Can you explain this vulnerability to me?
CVE-2026-25426 is a Broken Access Control vulnerability in the WordPress Taxi Booking Manager for WooCommerce plugin, versions 2.0.1 and below.
This vulnerability arises from missing authorization, authentication, or nonce token checks, which allows unauthenticated users to perform actions that should require higher privileges.
It is classified under OWASP Top 10 A1: Broken Access Control and has a CVSS score of 5.3, indicating a low severity impact.
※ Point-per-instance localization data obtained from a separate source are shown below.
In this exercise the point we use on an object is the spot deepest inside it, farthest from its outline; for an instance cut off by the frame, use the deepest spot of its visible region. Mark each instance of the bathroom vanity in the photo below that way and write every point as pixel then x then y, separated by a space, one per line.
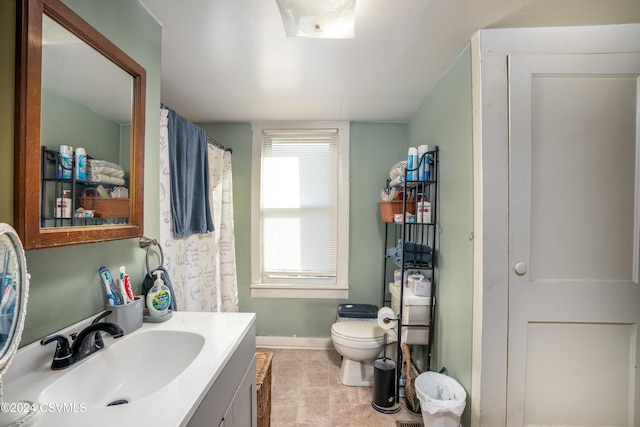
pixel 196 369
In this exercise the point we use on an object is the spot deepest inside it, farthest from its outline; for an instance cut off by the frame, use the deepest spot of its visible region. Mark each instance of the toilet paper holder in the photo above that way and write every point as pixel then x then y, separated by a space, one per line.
pixel 385 318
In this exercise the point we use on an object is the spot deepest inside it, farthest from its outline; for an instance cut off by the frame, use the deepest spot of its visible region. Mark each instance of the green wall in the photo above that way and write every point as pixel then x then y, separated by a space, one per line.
pixel 374 149
pixel 99 136
pixel 445 119
pixel 65 286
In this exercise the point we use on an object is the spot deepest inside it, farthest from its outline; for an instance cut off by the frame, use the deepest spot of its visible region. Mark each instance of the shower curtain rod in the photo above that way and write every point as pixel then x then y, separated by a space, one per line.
pixel 209 139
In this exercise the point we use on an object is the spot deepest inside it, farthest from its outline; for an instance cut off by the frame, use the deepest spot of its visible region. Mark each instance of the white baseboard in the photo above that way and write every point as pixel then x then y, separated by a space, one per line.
pixel 294 342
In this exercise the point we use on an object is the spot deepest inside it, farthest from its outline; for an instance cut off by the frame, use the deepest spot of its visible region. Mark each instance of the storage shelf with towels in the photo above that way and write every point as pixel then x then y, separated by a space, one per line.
pixel 413 232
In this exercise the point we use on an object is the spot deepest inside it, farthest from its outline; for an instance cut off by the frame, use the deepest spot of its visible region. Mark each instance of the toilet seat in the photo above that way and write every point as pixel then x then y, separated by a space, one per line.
pixel 360 331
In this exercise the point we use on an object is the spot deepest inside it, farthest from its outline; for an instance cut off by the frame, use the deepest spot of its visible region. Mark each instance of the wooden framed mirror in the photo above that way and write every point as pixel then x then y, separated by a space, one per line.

How can this vulnerability impact me? :
This vulnerability allows unauthenticated users to execute higher-privileged actions within the Taxi Booking Manager for WooCommerce plugin.
Such unauthorized actions could lead to unauthorized access or manipulation of booking data or other sensitive operations that should be restricted.
Although the impact is considered low severity, it still poses a risk to the integrity and security of the affected system.
What immediate steps should I take to mitigate this vulnerability?
To mitigate the vulnerability in the Taxi Booking Manager for WooCommerce Plugin (versions 2.0.1 and below), users should immediately update the plugin to version 2.0.2 or later.
Alternatively, users can seek assistance from their hosting provider or developer to apply the necessary patches.
Patchstack users have the option to enable auto-updates for vulnerable plugins to ensure timely patching.